Edmund Burke on Manners, by Ian Crowe

It took Edmund Burke a very little time to decide that French Revolutionary philosophy posed a massive threat to civilization and social stability throughout Europe. By the end of his life, eight years after the storming of the Bastille, his fears of Jacobin contagion had led him to ask for a secret grave, removed from his family sepulchre and hidden from those-the English Jacobins-who would plunder the lead from tombs for bullets to assassinate the living. In 1796 he wrote: “…out of the tomb of the murdered monarchy in France has arisen a vast, tremendous, unformed spectre, in a far more terrific guise than any which ever yet have overpowered the imagination, and subdued the fortitude of man.” He demanded nothing short of a war of extermination against this “armed doctrine.”

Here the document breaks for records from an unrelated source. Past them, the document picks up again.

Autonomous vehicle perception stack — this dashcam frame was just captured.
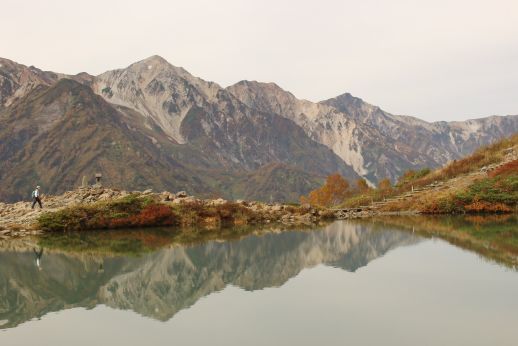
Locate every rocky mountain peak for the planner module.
[92,55,221,143]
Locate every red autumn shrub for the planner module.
[464,201,512,213]
[488,160,518,178]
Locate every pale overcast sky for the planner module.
[0,0,518,121]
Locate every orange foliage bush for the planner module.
[464,201,512,213]
[300,173,349,207]
[356,178,370,193]
[488,160,518,178]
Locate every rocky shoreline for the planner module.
[0,186,340,239]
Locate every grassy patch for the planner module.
[38,195,278,232]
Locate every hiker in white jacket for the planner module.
[32,186,43,209]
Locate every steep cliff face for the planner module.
[227,81,518,183]
[0,222,419,329]
[0,79,216,200]
[0,56,518,201]
[93,56,357,178]
[0,58,58,110]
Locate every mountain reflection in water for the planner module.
[0,222,420,329]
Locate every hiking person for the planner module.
[32,186,43,209]
[32,248,43,270]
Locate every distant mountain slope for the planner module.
[0,57,358,201]
[227,81,518,183]
[0,56,518,201]
[0,79,215,200]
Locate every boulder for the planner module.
[209,198,227,205]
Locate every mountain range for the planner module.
[0,56,518,201]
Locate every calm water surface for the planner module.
[0,222,518,346]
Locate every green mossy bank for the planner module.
[37,194,332,232]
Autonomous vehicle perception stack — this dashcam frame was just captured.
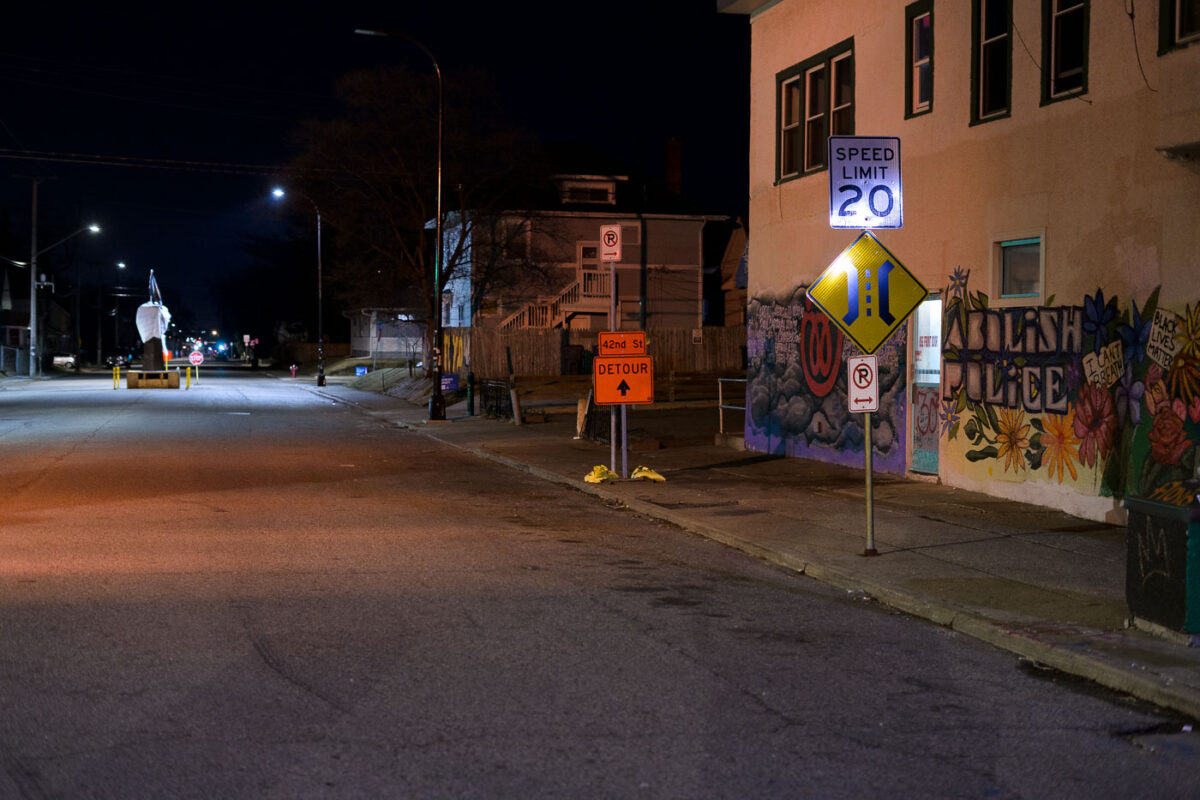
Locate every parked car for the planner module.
[50,353,78,369]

It is somewhat surprising, then, to find that this enormous threat brought out Burke’s most urgent defense of an aspect of civilization as trivial as “manners.”  Of course, the very fact that we consider manners “trivial” was all part of the problem from the start, as far as Burke was concerned, and he felt driven to state his case unambiguously in his First Letter on a Regicide Peace (1796):“Manners are of more importance than laws. Upon them, in a great measure, the laws depend.” How can this apparent inversion of common sense be justified?

Manners are clearly not the same as laws. They are generally unwritten (unless we are talking about ritual), and they lack the regular, codified sanctions that support institutes and decrees. However, they have a similar function: in our small social communities and informal relationships they lay down expectations of behavior that facilitate the smooth-running and therefore expedite the purpose of these various bodies from the nuclear family to the shopping mall. These very circumstances which make sense of our manners mean that they cannot be constituted and implemented like laws and they should not; but we commit a serious mistake if we allow the institutionalized power of the latter to diminish our respect for the former. It is the very superficial weakness of manners that actually constitutes their crucial importance in our lives.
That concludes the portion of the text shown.